Circulation è il giornale scientifico riconosciuto più noto nel mondo nel settore cardiovascolare ed ha pubblicato un articolo frutto della collaborazione di Università, ASL ed istituti di ricerca biomedica, fra cui l’ISBEM di Brindisi e l’Istituto di Fisiologia Clinica di Lecce.


Le competenze interdisciplinari dei nostri istituti salentini e le relazioni internazionali sono state essenziali in questo lavoro coordinato dal Prof. Alessandro DISTANTE per l’ISBEM e l’IFC del CNR, dal dr. Toru SUZUKI per l’Università di Tokio e dal prof. Kim EAGLE per l’Università del Michigan.


I risultati dicono che si può facilitare, nella pratica clinica, la diagnosi rapida di rottura dell’aorta (l’arteria più grande del corpo umano) tramite un semplice prelievo del sangue per misurare il D- dimero, un biomarker che segnala l’attivazione della coagulazione. Il lavoro su Circulation fa emergere il ruolo cruciale dei biomarker molecolari nelle patologie cardiovascolari gravi, come la dissecazione aortica, che possono portare alla morte in poche ore, se non riconosciute in tempo.
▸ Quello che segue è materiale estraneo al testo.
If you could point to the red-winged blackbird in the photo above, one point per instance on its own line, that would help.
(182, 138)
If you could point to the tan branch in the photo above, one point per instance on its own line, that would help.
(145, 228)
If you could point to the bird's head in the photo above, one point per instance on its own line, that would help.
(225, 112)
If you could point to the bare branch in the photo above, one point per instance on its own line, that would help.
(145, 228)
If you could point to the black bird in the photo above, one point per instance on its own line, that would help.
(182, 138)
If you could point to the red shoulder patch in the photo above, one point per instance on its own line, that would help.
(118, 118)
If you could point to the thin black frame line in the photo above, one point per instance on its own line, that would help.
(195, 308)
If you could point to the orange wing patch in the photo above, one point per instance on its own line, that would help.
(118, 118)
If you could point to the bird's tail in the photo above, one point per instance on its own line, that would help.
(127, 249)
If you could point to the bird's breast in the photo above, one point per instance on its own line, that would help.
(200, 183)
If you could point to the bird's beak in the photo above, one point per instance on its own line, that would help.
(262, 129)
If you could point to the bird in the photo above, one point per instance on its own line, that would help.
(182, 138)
Un livello altissimo di D-dimero è predittivo di rottura dell’aorta e quindi si deve intervenire subito per salvare la vita del paziente, una volta escluse altre patologie più facilmente riconoscibili come embolia polmonare, infarto del miocardio ed ischemia miocardica (spesso definita angina pectoris).


Lungo questa linea di ricerca, con ricercatori sparsi fra ISBEM, CNR, ASL, Università ed industria biomedica, l’ISBEM sta intraprendendo studi di altre molecole da usare come marcatori di patologie gravi, anche grazie agli studi di farmacogenetica. Si tenta quindi di consolidare uno dei concetti “pilastro” del PIANETA SALUTE moderno che si basa sull’anticipazione degli eventi e sulla personalizzazione delle cure al fine di prevenire gli eventi infausti e ridurre al contempo i costi di diagnosi e terapia.


Emerge così il bisogno estremo di potenziare le sinergie interdisciplinari e multi-istituzionali (università, istituti di ricerca, ASL ed industrie biomediche), senza le quali ogni idea rischia di rimanere sospesa al chiodo della teoria oppure ai muri dei laboratori, senza una ricaduta per i cittadini tutti, problema che riguarda sia i paesi ricchi che quelli in via di sviluppo.


Infatti, in una recente conferenza stampa, tenutasi nella Certosa di San Giacomo a Lauro di Avellino, Kim EAGLE ed Alessandro DISTANTE hanno illustrato come le innovazioni in medicina possono favorire ed accelerare i processi epocali come quello avviato negli USA dal Presidente Barrak OBAMA che vuole allinearsi alle buone pratiche dei Sistemi Sanitari Nazionali che, come quello italiano (sic!!!), garantiscono assistenza sanitaria (di certo da migliorare!) ma a tutti, indipendentemente dal reddito, dalla posizione sociale e dalla razza.